As Gwen Verdon, a four-time Tony winner who never got full credit for her invaluable contributions to her emotionally-stunted husband’s fabulous career, Michelle Williams digs deep and vividly exposes the truth in FX’s “Fosse/Verdon.” While the limited series doesn’t ignore the fact that the supremely talented singer/dancer was no saint herself, it makes it crystal clear that Verdon greatly influenced — and not just benefitted from — her ongoing partnership with Bob Fosse, a choreographer extraordinaire who won a record eight Tonys (plus one for helming “Pippin”) and collected an Oscar for his 1972 big-screen version of the musical “Cabaret.”
But as terrific as Williams is – she deserves an Emmy just for her half-tipsy, nakedly honest rendition of the song “Where am I Going?” from the Broadway musical “Sweet Charity” – her co-star, Sam Rockwell, has a even more difficult job of making viewers care about Fosse. Let’s just say the guy nails the dance moves, especially doing their mambo duet, “Who’s Got the Pain” from “Damn Yankees.” But he is a cliche — the troubled male genius. She is an original — a female musical star who stands her ground. But what I most love about Rockwell’s performance is not only does he get Fosse’s seductive personality just right. It’s how open he is to be exposed and humiliated. At one point, his Fosse gets blitzed out of his mind and stumbles into Vernon’s apartment and slips into her bed — when, unfortunately, her current beau is right beside her.
SEE Steven Levenson, Joel Fields Interview: ‘Fosse/Verdon’ producers
But Fosse as the poster boy for an unreliable and self-serving bastards with a voracious appetite for boozing, pill-popping and womanizing was already fully exposed to the public by Fosse himself in his 1979 semi-autobiographical movie “All That Jazz.” It’s an act that is hard to top.
As played by Roy Scheider — who would receive one of the movie’s nine Oscar noms for his lead performance — the balding filmmaker’s chain-smoking alter ego Joe Gideon is a more glamorous and verile version of Fosse himself — complete with more hair. Each day he pops his Dexedrine pills, looks in the bathroom mirror and declares, “It’s showtime, folks!” Off Gideon goes to give ’em the old razzle-dazzle as he juggles projects and female conquests while abusing his body despite having a bad ticker.
SEE A Best Limited Series Emmy nomination for ‘Fosse/Verdon’ would mark a very notable first for FX
Fosse also predicted his own death onscreen by doing an elaborate production number to “Bye Bye Life,” a variation of the Everly Brothers’ hit “Bye Bye Love.” Ben Vereen and Scheider serenade an audience of his acquaintances while his body is expiring from a heart attack while undergoing surgery in a hospital.
The scene is re-created in the series in the most meta of ways as Rockwell as Fosse directs Lin–Manuel Miranda, one of the show’s executive producers, in the guise of Scheider as Gideon. So how does Rockwell and company handle the fact that Fosse himself already produced his own eulogy on screen? By showing what really happened. Basically, he collapsed in his wife’s arms after suffering a heart attack before dying at George Washington University Hospital in D.C. in 1987 near where the revival of “Sweet Charity” was opening. He was 60 years old. No razzle-dazzle about that.

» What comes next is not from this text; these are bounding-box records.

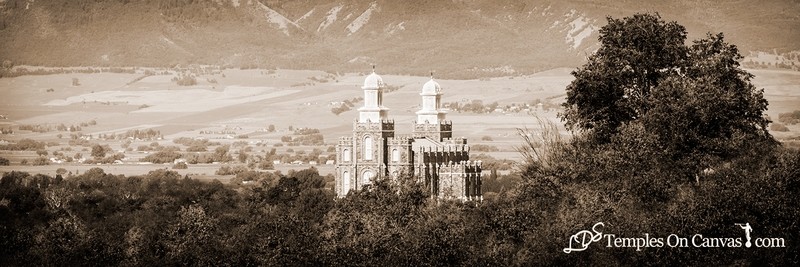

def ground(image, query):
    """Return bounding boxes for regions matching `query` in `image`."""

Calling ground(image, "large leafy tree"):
[561,14,774,173]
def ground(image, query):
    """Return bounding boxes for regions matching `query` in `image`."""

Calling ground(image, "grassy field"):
[0,69,800,179]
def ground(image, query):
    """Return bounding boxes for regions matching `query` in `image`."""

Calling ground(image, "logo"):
[563,222,786,254]
[736,223,753,248]
[564,222,606,254]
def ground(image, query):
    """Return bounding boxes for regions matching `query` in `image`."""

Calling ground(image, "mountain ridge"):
[0,0,800,78]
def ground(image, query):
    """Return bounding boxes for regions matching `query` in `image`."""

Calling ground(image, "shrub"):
[769,123,789,132]
[172,162,189,169]
[31,157,50,166]
[773,110,800,125]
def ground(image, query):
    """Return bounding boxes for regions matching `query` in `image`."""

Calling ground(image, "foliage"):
[561,14,775,175]
[778,110,800,125]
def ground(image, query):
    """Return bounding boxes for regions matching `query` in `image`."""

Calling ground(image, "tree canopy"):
[560,14,774,174]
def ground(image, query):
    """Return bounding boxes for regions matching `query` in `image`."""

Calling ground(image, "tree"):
[561,14,687,141]
[560,14,774,176]
[92,144,106,158]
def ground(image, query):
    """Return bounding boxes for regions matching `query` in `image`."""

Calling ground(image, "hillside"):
[0,0,800,78]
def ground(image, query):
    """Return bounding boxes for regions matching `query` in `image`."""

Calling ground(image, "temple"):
[336,70,483,201]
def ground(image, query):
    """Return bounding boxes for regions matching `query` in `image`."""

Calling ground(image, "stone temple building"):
[336,70,483,201]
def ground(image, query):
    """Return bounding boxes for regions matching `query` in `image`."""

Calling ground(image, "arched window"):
[342,148,350,162]
[392,148,400,162]
[341,171,350,195]
[361,170,372,184]
[364,135,372,160]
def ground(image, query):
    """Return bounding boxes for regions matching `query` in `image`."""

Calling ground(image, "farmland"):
[0,68,800,181]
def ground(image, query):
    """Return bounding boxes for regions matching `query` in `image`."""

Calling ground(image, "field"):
[0,69,800,180]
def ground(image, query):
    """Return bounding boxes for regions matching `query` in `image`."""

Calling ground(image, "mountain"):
[0,0,800,78]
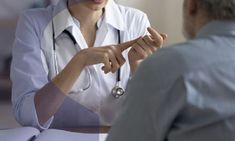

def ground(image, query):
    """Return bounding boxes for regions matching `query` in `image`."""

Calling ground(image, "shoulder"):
[142,38,221,75]
[17,7,52,36]
[118,5,149,24]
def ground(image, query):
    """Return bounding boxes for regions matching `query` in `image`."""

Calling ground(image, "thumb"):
[148,27,167,41]
[118,37,140,52]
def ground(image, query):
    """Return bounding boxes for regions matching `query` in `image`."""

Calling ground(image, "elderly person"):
[107,0,235,141]
[11,0,163,129]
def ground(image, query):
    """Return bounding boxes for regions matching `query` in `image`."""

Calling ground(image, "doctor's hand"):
[76,39,138,73]
[128,27,167,74]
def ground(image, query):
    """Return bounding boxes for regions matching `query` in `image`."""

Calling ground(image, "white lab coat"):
[12,0,150,128]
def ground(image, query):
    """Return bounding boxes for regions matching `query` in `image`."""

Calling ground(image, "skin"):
[183,0,209,39]
[34,0,166,125]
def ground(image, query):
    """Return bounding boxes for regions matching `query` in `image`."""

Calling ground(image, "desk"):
[61,126,111,133]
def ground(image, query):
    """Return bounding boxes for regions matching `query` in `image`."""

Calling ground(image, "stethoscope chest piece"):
[112,85,125,98]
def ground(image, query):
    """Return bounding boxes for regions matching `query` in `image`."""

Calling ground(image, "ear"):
[185,0,198,16]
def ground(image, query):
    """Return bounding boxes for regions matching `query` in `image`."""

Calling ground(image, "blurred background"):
[0,0,184,129]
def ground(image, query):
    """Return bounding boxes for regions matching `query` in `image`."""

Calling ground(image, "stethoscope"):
[52,20,125,98]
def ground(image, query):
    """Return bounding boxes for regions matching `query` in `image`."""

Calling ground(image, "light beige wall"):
[118,0,184,45]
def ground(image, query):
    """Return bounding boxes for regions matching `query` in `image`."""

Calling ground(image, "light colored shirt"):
[107,21,235,141]
[11,0,150,128]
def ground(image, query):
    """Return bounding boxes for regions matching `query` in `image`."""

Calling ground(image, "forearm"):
[34,53,86,125]
[130,61,142,75]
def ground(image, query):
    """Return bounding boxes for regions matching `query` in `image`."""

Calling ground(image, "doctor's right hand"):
[76,39,138,73]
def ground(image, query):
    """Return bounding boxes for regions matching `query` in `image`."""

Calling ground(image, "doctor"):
[11,0,165,129]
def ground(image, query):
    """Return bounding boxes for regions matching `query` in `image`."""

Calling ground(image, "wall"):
[118,0,184,45]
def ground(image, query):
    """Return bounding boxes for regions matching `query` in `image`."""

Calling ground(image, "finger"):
[148,27,164,47]
[143,35,155,46]
[132,43,148,58]
[102,53,111,73]
[118,37,140,52]
[160,33,168,40]
[137,39,152,55]
[111,46,126,66]
[108,49,120,73]
[143,35,158,53]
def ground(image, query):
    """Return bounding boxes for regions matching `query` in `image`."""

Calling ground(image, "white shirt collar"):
[53,0,125,38]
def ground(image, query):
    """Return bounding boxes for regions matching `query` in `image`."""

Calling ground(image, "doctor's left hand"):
[128,27,167,74]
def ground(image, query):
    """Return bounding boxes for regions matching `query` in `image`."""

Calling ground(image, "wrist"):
[74,51,87,69]
[129,60,141,75]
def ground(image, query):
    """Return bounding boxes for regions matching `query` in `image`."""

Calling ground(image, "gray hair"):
[198,0,235,20]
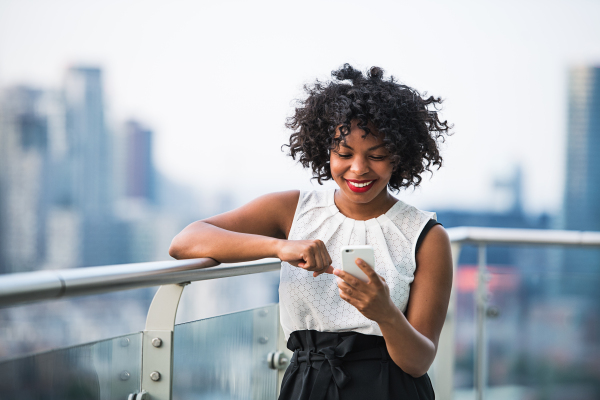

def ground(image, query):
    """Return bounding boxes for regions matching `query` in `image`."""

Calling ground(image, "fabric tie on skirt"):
[282,333,388,400]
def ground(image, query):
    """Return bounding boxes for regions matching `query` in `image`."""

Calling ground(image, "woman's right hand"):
[277,239,333,277]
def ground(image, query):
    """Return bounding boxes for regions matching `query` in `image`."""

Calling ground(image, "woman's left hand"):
[333,258,396,323]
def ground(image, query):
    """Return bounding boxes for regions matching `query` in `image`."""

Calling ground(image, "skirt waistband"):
[287,330,385,352]
[287,330,389,400]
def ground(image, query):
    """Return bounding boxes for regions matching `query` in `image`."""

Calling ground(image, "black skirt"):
[279,330,435,400]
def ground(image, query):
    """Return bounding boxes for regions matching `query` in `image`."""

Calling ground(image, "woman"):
[169,64,452,400]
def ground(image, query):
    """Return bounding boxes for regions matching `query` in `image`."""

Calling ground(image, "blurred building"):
[0,86,49,273]
[564,67,600,231]
[562,67,600,304]
[125,120,156,203]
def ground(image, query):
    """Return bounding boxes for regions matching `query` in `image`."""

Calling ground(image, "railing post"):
[431,243,461,400]
[274,303,294,398]
[474,244,489,400]
[136,282,189,400]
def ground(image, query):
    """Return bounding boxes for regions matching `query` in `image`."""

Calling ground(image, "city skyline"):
[0,1,600,213]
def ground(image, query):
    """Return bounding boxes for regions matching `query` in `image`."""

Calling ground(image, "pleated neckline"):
[327,189,406,227]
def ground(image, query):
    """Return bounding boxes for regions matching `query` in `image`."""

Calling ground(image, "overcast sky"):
[0,0,600,216]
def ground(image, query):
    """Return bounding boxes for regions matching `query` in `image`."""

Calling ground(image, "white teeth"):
[348,181,373,187]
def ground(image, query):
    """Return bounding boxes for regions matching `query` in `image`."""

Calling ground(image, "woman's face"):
[329,120,393,203]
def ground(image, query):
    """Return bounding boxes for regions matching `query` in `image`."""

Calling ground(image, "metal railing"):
[0,227,600,400]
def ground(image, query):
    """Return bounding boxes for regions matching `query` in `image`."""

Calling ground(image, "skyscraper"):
[0,86,49,273]
[563,67,600,276]
[64,67,128,266]
[125,120,155,202]
[64,67,112,216]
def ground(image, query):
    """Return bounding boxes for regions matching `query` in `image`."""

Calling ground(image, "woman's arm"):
[169,190,333,275]
[334,225,452,378]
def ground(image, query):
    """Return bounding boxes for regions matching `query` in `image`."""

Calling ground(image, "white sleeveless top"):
[279,189,436,340]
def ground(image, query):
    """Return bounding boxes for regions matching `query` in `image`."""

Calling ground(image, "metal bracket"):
[267,351,290,369]
[127,390,150,400]
[141,282,189,400]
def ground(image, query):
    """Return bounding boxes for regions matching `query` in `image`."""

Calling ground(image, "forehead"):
[335,121,383,147]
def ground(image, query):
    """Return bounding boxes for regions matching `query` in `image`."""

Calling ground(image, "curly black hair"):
[284,64,452,191]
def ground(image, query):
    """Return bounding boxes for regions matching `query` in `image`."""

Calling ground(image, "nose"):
[350,155,369,176]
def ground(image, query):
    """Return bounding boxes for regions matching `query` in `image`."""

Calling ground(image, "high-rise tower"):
[64,67,112,220]
[564,67,600,268]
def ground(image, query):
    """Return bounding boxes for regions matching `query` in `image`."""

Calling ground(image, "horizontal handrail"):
[447,226,600,246]
[0,258,281,307]
[0,227,600,307]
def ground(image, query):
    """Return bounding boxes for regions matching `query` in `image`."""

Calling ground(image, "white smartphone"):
[341,245,375,282]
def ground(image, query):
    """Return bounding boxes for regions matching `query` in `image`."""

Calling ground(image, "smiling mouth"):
[346,179,377,193]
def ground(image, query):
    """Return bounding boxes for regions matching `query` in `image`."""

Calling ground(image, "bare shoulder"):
[203,190,300,239]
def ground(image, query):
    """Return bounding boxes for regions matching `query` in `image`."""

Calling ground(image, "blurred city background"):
[0,0,600,399]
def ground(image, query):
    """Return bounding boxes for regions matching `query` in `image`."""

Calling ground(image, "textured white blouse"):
[279,189,436,340]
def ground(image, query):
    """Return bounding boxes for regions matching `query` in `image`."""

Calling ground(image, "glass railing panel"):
[0,333,142,400]
[173,304,278,400]
[454,247,600,400]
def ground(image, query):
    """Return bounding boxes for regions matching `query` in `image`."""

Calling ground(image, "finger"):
[355,258,379,282]
[333,268,364,288]
[318,241,329,272]
[340,290,356,305]
[302,250,316,271]
[337,278,362,299]
[313,265,334,278]
[311,242,325,271]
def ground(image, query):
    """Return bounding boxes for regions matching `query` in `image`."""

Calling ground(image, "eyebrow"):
[341,142,385,151]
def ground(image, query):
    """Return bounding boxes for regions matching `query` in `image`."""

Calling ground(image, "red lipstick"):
[345,179,377,193]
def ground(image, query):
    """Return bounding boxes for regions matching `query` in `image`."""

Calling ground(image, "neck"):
[334,188,398,221]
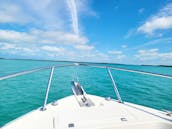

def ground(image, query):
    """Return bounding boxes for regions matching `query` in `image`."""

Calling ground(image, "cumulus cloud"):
[135,48,172,64]
[137,3,172,35]
[108,50,126,62]
[75,45,94,50]
[0,29,88,45]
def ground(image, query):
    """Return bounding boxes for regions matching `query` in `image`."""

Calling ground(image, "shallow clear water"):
[0,59,172,126]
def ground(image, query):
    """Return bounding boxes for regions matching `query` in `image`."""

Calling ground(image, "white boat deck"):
[2,95,172,129]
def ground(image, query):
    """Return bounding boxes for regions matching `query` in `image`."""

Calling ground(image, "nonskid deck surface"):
[2,95,172,129]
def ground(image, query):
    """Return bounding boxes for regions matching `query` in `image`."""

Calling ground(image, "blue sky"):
[0,0,172,65]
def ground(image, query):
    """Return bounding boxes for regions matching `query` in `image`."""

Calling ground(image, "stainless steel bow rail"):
[0,63,172,111]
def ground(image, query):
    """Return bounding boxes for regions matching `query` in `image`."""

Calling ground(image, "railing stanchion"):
[41,66,54,111]
[106,67,122,103]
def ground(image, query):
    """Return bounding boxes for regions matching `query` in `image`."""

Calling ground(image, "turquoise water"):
[0,59,172,126]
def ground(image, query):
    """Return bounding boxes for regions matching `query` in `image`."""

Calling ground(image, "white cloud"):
[137,3,172,35]
[121,44,127,48]
[0,29,88,45]
[138,8,145,14]
[0,43,39,56]
[135,48,172,64]
[108,50,126,62]
[75,45,94,51]
[0,43,15,50]
[108,50,122,55]
[67,0,79,35]
[41,46,65,53]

For most of his performance, Rockwell relies more on the truth than the over-the-top legend. Yes, alcoholic drug addicts who don’t care about the damage they inflict can be fun but they are also embarrassing to themselves and others. No amount of showbiz acumen can excuse the lying, cheating and grave disappointments suffered by Fosse’s friends, family and co-workers. He used people — especially those who loved him most like his daughter, wife and girlfriends.
Right now, Rockwell is ranked second in Gold Derby’s combined Emmy odds behind Mahershala Ali in HBO’s “True Dectective” among eligible lead actors in the movie/miniseries category
What Rockwell most miraculously pulls off is to bravely show the worst of male entitlement but also somehow earn our sympathies by the fact his Fosse can’t be sustained by all his success and glory that he craves. As in “All That Jazz,” his death was indeed a great loss –not just because of his art, but because Fosse never gave himself a chance to step back and enjoy the show.